Google By The Bay
- Oli Dinov
- Aug 23, 2025
- 2 min read
Google’s relationship with the By The Bay community runs deep. Over the years, their engineers and researchers have brought some of the most practical talks to our stage—ranging from machine learning security to large-scale geospatial analysis and cloud infrastructure.
As we look ahead to AI By The Bay 2025, we’re once again joined by an exceptional speaker from Google: Mihai Maruseac.
This year, Mihai will speak on one of the most urgent challenges in the machine learning ecosystem: supply chain security, exploring how Google built model-signing infrastructure using Sigstore and deployed it across Kaggle. The result is a scalable solution for verifying models and preventing tampering—something the entire ML community will benefit from.
In 2023, Mihai delivered a talk titled “Model Transparency for AI/ML Security.” He addressed the growing risks at the intersection of rapid AI model releases and a 700% surge in supply chain attacks, highlighting real-world cases of compromised models. Mihai presented solutions inspired by traditional software practices—artifact signing, provenance generation, and software bills of materials—and introduced a model transparency toolkit, a key pillar of Google’s Secure AI Framework (SAIF), aimed at securing ML models across
frameworks and hubs.
Just a few years earlier, at Scale By The Bay 2019, Michael Entin delivered a talk that helped bridge the gap between traditional data engineering and geospatial analysis. His session was aimed at SQL engineers unfamiliar with GIS, offering a hands-on introduction to using Google BigQuery GIS. He showed how anyone comfortable with SQL could start asking location-based questions and unlock insights from spatial data without needing to become a GIS expert.
Going further back, at Data By The Bay 2016, Google introduced us to the foundation of what would become BigQuery. The team walked us through the evolution of Dremel—an internal system developed to simplify large-scale data analysis—which eventually became BigQuery, one of the first fully managed cloud data warehouses. The talk showcased how Google separated compute and storage, built for speed and scale, and let engineers focus on insights instead of infrastructure. What was once an internal tool is now a cornerstone of modern data engineering.

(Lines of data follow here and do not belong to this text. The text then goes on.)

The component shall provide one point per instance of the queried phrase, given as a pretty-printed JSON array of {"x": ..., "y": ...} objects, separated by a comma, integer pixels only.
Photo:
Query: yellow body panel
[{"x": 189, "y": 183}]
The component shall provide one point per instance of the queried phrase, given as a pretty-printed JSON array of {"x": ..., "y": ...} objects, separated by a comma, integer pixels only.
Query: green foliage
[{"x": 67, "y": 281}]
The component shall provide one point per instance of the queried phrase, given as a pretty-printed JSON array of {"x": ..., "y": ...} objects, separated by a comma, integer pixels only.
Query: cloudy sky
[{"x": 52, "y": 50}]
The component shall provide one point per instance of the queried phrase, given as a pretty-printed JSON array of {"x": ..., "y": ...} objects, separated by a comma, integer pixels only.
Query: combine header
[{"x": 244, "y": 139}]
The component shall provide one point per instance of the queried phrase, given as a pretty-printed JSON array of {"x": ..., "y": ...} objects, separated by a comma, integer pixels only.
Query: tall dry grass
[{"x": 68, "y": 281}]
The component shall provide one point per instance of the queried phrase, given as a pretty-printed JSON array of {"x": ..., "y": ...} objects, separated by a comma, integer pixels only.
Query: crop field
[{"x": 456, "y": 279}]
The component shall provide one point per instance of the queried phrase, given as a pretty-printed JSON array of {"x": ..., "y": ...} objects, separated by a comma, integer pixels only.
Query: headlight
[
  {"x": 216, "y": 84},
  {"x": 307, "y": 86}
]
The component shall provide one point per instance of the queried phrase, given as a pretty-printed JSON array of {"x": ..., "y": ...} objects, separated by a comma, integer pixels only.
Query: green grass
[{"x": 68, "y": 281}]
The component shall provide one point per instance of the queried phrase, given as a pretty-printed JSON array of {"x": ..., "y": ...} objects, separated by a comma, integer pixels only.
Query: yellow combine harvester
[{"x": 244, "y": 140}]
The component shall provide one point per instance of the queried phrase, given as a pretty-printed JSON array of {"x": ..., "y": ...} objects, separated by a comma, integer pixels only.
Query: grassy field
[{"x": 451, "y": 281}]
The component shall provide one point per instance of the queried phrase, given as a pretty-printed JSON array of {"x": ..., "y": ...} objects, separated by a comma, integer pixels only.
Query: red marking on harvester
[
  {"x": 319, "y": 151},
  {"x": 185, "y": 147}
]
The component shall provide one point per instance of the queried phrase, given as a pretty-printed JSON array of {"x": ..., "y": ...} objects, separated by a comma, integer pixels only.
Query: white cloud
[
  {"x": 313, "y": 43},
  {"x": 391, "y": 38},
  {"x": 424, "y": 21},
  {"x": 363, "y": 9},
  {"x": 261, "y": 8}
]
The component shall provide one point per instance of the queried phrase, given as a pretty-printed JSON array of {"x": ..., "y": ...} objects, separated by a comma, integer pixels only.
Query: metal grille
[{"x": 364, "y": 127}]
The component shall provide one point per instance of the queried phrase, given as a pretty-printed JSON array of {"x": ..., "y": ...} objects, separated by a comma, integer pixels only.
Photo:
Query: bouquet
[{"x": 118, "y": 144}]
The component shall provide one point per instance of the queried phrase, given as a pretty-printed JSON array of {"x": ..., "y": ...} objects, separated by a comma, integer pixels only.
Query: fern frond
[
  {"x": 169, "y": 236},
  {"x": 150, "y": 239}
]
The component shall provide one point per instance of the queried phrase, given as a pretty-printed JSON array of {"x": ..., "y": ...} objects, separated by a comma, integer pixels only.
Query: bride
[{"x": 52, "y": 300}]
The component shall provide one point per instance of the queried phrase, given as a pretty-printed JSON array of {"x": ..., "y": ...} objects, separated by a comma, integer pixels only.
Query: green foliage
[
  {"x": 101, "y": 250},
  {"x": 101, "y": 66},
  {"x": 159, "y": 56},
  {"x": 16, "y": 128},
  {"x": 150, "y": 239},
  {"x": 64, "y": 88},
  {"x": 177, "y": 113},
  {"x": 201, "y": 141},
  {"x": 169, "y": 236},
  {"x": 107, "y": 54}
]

What’s Google Focused on Now?
Google is doubling down on its AI-first mission, embedding advanced models like Gemini 2.x across products—from Search to Workspace. Search is evolving into a conversational assistant powered by real-time, multi-threaded query analysis, while projects like Astra aim to deliver multimodal AI across devices, including AR glasses.
At the infrastructure level, Google is scaling TPUs (Trillium), exploring quantum computing breakthroughs, and expanding AI in health, education, and sustainability. With 2025 shaping up as a defining year, Google’s focus is clear: build AI tools that are useful, grounded, and trustworthy.